The silver price has experienced a sharp decline to around $30.30 as the US Dollar gains strength. This decline comes as investors eagerly await the preliminary US S&P Global PMI report for June, set to be released at 13:45 GMT. It is expected that the report will show slower growth in both Manufacturing and Services activity. The US Dollar Index (DXY) has reached a six-week high, indicating a bearish market sentiment as global PMI figures fall short of expectations.
Despite the current pressure on silver prices, the overall outlook remains positive as investors anticipate the Federal Reserve to cut interest rates at least twice this year. This expectation arose following soft US inflation data and slower-than-expected growth in Retail Sales for May. Markets now anticipate two rate cuts, rather than the one initially projected by policymakers. Minneapolis Fed Bank President Neel Kashkari expressed optimism that inflation would return to the bank’s target of 2% within two years, although concerns remain about high wage growth.

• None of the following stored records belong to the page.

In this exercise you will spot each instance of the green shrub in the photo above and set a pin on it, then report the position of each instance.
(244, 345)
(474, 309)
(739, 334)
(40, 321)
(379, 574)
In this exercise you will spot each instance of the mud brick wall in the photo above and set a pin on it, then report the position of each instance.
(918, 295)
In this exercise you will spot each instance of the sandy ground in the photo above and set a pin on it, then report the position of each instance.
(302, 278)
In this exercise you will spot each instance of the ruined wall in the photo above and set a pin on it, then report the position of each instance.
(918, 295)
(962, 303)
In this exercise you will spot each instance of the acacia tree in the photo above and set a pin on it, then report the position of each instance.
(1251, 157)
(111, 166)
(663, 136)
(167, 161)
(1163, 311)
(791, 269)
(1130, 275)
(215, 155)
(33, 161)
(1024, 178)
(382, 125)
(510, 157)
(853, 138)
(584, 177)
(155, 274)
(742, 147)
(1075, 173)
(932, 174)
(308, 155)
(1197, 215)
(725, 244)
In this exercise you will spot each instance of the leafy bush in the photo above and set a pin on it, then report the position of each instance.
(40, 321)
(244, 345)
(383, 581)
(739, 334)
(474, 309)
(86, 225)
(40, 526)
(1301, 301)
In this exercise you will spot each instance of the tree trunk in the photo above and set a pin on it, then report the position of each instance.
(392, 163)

In terms of technical analysis, the silver price has rebounded after finding support near the lower border of a Rising Channel chart pattern on a daily timeframe. The white metal has crossed above the 20-day Exponential Moving Average (EMA) near $29.90, signaling a bullish near-term trend. The 14-period Relative Strength Index (RSI) is hovering in the 40.00-60.00 range, indicating investor indecisiveness.
As the US Dollar continues to strengthen and uncertainty surrounds global economic growth, the silver price may face further fluctuations in the near future. However, the expectation of Fed interest rate cuts could provide support for silver prices in the long run. Investors will closely monitor upcoming economic data releases and Fed statements for further insights into the direction of silver prices.